Black Bears’ Masters looking to defend AE cross country title, eyes national meet

Posted Oct. 24, 2011, at 2:54 p.m.
Last modified Oct. 24, 2011, at 8:09 p.m.
University of Maine running standout Riley Masters finished second in the New England Cross Country championships earlier this month and is preparing to defend his America East title in Albany on Saturday.
BDN File Photo
University of Maine running standout Riley Masters finished second in the New England Cross Country championships earlier this month and is preparing to defend his America East title in Albany on Saturday.

Riley Masters took last spring off.

After a grueling indoor track season that included a trip to the nationals, the Bangor native and University of Maine distance running star decided he needed a “mental break from running” and didn’t run for the outdoor track team.

And it appears he made the right decision.

A rejuvenated Masters finished second in the New England Cross Country championships earlier this month and is preparing to defend his America East title in Albany on Saturday.

He has won two meets and finished second in the other two so far this fall.

“The way running works, it can get very overwhelming,” said the 21-year-old former Bangor High School phenom. “(Taking the spring off) helped me a lot this fall.
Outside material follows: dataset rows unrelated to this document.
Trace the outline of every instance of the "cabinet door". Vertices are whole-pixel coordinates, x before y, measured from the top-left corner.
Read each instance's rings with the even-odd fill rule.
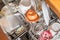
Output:
[[[1,28],[0,28],[0,40],[8,40],[7,36],[4,34]]]

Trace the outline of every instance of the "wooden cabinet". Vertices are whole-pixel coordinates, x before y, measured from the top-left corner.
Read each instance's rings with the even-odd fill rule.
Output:
[[[4,34],[1,28],[0,28],[0,40],[8,40],[7,36]]]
I’m a lot more motivated.”

When Masters returned to training after his hiatus, he focused on improving his endurance.

“I’ve always had some natural speed toward the end of a race,” explained Masters. “I really needed to work on my endurance and build up my strength so I could maintain a quicker pace through the middle of the race.”

“The key is being able to hang in there at the beginning of the race instead of falling off early and having to make it up at the end. Sometimes, there’s too much to make up at the end,” he added.
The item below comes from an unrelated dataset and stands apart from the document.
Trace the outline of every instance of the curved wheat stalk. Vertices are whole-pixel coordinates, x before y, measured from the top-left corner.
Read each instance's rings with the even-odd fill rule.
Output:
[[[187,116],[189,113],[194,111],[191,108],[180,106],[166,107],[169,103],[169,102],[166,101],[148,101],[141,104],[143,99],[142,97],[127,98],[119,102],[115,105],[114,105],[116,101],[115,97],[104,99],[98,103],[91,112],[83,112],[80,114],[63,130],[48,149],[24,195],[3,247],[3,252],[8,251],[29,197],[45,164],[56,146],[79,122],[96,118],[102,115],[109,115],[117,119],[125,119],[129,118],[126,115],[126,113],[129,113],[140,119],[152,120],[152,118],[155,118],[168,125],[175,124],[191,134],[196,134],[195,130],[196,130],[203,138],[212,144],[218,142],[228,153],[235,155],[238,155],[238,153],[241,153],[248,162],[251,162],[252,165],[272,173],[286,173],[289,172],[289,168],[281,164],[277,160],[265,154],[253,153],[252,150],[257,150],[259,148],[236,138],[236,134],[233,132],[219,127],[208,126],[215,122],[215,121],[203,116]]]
“My endurance has picked up quite a bit.”

He said he has been doing “quite a bit more volume (distance)” during his workouts to build up his stamina.

“My volume has increased 40 percent from last year,” he said. “I haven’t been as focused on the short, quicker stuff.”
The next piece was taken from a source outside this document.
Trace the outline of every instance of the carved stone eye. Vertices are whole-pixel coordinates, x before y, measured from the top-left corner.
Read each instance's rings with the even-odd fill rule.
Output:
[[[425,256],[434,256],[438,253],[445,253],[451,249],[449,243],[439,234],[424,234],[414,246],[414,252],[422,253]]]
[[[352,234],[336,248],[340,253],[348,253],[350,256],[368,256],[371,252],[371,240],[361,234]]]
He said training has gone pretty well and that he is satisfied with his progression, although he would have liked to have won the New England championship race.

His goal this year is to qualify for the cross country nationals.

That will require him to finish in the top four in the Northeast Regionals in Buffalo, N.Y., if his Black Bear team doesn’t qualify. The Buffalo regional will be held two weeks after the America East championships.

“It would truly be more satisfying if the team won the championship and qualified rather than just having an individual qualify,” said Masters, who added that the team is “very focused” and could upset favorite Boston University.

He said Corey Conner was an inspiration in his desire to qualify for the cross country nationals.

“I watched Corey qualify (for the women’s nationals) the past two years and it was something I’d like to achieve. It has always been a goal of mine,” said Masters, who became ill during the regional meet a year ago and failed to qualify.

Masters said he won’t run indoor track this winter so he can “focus on training for the Olympic trials” next June in Eugene, Ore.

“I’ll run some indoor races, but I won’t be affiliated with the team,” explained Masters. “There are a lot of invitational meets in the Boston area. Hopefully, I can post some quality times in those meets. I need to focus on myself and get my name out there as well as the university’s on the national stage. My big goal is the USA Championships in Albuquerque, New Mexico, in early March.”

“I’d like to do well there to tune up for the trials,” said Masters, who runs the mile and 3,000 meters indoors and the 1,500 meters and 5,000 meters outdoors.

He was ninth in the NCAA Championships’ indoor mile last year.

“I’d like to have my points benefit the team, but in the long run, taking the (indoor) season off will help the team and the university out,” said Masters, who will return for the outdoor season. “I benefited from sitting out the last outdoor season. I was well-rested and rejuvenated (for the cross country season).”